Thank you to the dozen or so that replied to my posting - here is an anonymised compilation.

My question was prompted by two recent cases with different errors, and it seems that to me that what was once useful additional help of a call from from the lab has now become an essential crutch that the requestor does not expect to do without.  This has coincided with electronic reporting of paper requests where, if the patient is identified correctly, I am not sure of the grounds for non-analysis because the electronic report will be available without doubt as to the identification of the patient.

The long term answer to data quality is more widespread electronic requesting, the short term is "do what you can" and with a large renal unit (including home haemodialysis with pre-dialyisis gravity-separated heparinised serum) and delays in sample transport it is getting more difficult to remain vigilant.

Thank you very much to the sender of an SOP about this which seems to transfer the responsibility to the lab staff to do something - this is fine, and it makes failure to communicate even more explicit.

Out of hours requests, no contact numbers, phones not answered, answering machines - I'm not sure that this issue has a "one size fits all answer" - does anyone else see a simple way through without just leaving it to the discretion of senior staff?

Kind regards

Andrew










•       We operate in a different environment here - a competitive market, where the patient has the freedom to chose where they have their specimens taken and analysed. In Australia, the RCPA has a guideline for communicating high risk results (available via http://www.rcpa.edu.au/Library and under the "Guidelines" heading) that discusses escalation policies for critical results. For outpatients, if the doctor is not contactable, or does not have after hours deputising service available (see below), then our guidelines indicate we should be attempting to contact the patient and, should that fail, consider contacting emergency services (e.g. police welfare check) depending on the nature of the result.

Unfortunately it has been my experience that many GP's do not provide their mobile numbers to laboratories.
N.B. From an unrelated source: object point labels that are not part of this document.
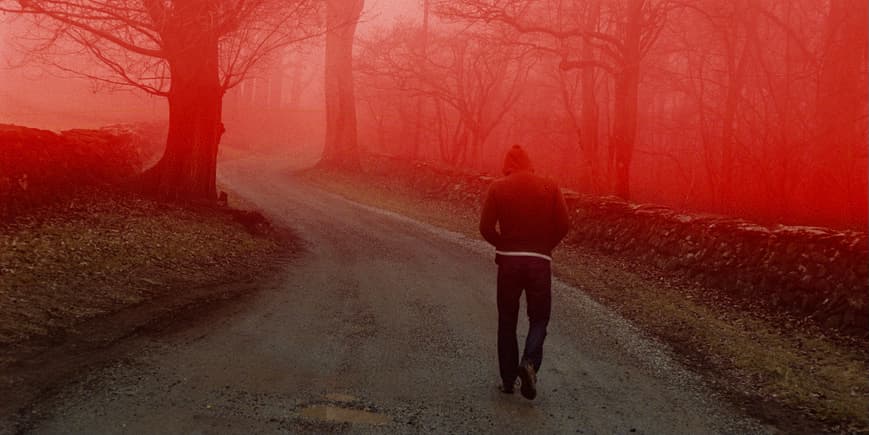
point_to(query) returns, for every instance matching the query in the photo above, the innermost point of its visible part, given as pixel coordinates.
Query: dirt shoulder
(779, 369)
(78, 276)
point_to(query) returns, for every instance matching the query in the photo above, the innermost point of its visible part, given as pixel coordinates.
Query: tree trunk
(341, 148)
(627, 83)
(839, 177)
(188, 167)
(589, 116)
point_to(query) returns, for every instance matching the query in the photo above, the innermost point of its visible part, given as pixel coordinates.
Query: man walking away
(531, 216)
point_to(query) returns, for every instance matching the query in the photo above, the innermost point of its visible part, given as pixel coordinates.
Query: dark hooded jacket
(529, 210)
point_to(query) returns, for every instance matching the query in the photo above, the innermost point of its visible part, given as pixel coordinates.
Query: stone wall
(38, 166)
(806, 271)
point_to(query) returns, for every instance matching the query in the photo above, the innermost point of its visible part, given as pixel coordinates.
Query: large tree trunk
(341, 148)
(589, 116)
(188, 167)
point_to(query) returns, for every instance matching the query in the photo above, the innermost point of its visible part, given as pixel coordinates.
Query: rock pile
(38, 166)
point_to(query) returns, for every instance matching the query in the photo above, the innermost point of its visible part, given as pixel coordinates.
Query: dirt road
(383, 325)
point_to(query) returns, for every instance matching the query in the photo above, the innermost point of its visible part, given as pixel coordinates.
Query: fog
(755, 109)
Many practices 'close up shop' after-hours and either do not have an after hours deputising service (usually a private company with GP's on staff that coordinate GP home visits if a patient of the practice is unwell after hours) or do not give their out of hours contact details to the deputising service for the rare occurence of a life threatening laboratory result for one of their patients. After-hours GP's, who do not know the patient, are often extremely reluctant to take ownership of a critical result.

Medicolegally, it's a bit of a grey area. Lawyers tell us that it's the laboratories responsibility to maintain accurate phone numbers for their clients (including after hours ones). It is also the doctor's responsibility to follow up test results. Pathologists also have a duty of care to their patients. The Royal Australasian College of GP's is drafting updated clinical practice guidelines for continuity of care after-hours.
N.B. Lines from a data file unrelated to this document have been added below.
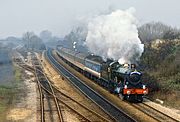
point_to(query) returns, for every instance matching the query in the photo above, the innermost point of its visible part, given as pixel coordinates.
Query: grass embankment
(162, 69)
(8, 94)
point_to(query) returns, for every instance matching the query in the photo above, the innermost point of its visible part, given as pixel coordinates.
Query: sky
(60, 16)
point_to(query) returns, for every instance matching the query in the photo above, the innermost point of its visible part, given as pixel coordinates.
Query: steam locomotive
(122, 80)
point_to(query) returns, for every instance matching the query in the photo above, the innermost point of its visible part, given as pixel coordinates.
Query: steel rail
(103, 103)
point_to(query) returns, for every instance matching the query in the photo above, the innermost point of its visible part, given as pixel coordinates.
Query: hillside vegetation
(160, 62)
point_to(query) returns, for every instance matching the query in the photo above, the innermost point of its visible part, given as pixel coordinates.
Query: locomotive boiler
(121, 79)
Thus, I have phoned patients at home many times (usually advising hospitalisation) and emergency services occasionally.

•       Actually the scenario you are quoting is very difficult .
If I face something like this, I will try to follow the policy of communicating abnormal, critical results (attached). If I could not find the requesting Dr, I will try to find the patients phone number or nearest GP clinic
Regarding Isolated Hyperlkalemia, I think; still it needs to be communicated as well and I would think to alert the requesting clinican about medications (spironolactones, ACE,ETC) and pseudohyperkalemia

•       On the occasions where I've found myself in this situation, I've gone onto our PAS system (PPM+) and checked the patient history. This has always given me the information I required to track someone down, who then gets an earful. Respectfully, of course.
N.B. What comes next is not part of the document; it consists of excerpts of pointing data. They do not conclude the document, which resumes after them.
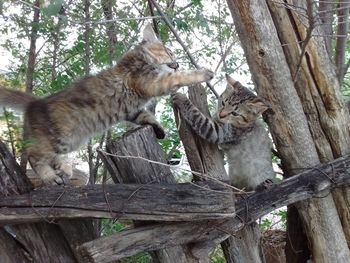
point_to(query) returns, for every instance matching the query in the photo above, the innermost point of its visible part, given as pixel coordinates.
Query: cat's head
(157, 53)
(239, 106)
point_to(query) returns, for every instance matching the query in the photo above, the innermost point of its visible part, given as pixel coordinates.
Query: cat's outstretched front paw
(268, 183)
(178, 98)
(207, 74)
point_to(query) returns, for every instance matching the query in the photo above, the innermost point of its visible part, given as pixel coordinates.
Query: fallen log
(314, 182)
(164, 202)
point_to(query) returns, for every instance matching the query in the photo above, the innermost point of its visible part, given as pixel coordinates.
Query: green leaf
(53, 8)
•       Assuming no evidence of e.g. EDTA contamination...
* Check hospital systems (PAS) for any record of admissions/OPD appointments (if I can't access it, Switchboard usually can).
* Check for previous, recent results with a location/GP information.
* Inform NHS 111 if no success and see if they're willing to try and hunt the patient down.
* Report as a clinical incident. and remind myself that the responsibility for checking results always lies with the requesting clinican so that I can sleep that night.

•       Unfortunately the scenario you presented is quite common!
When I come across this type of situation (this happens a lot with some of our out-patient clinic samples), I would check previous records, both on LIMS and EPR for any up to date information about a clinician/GP in charge. I'd phone the GP and inform of the results - so far, I haven't come across any issues with this plan. GPs are generally quite helpful and will act on it.
If its OOH, then our policy is to call 111 - I usually check the next morning to see if there are any repeats/A&E admissions etc. If we have GP details then I'd call the surgery the next morning to make sure they have received the results and the doctor is aware of it.

If it's an in-patient sample - then I'd do the same checks on LIMS and EPR for the latest ward/clinician info - we have a number that we can call to locate a patient (bed# etc), which would be my next port of call.

If no previous record whatsoever (not happened to me yet), then I guess calling NHS 111 would be my last resort.

In answer to your question about normal creatinine with high potassium - yes, I'd still phone it if all the causes of pseudohyperkalamia check out.

•       CONTACT PATIENT AND ASK THEM WHO DR WAS.

•       We would look to see if we had another recent request for the patient and try to contact that requestor. If previous requests show it to be a cancer patient we would contact the oncology ward, sometimes they know the patient.

This is beyond the area where simple rules apply. If the creatinine is high one would be more inclined to involve someone, like a GP who previously sent investigations, after hours. Less so if there are previous normal potassium levels and the creatinine has not changed. Or if the sample time is on the form and the sample is clearly several hours old (but it probably won't be....).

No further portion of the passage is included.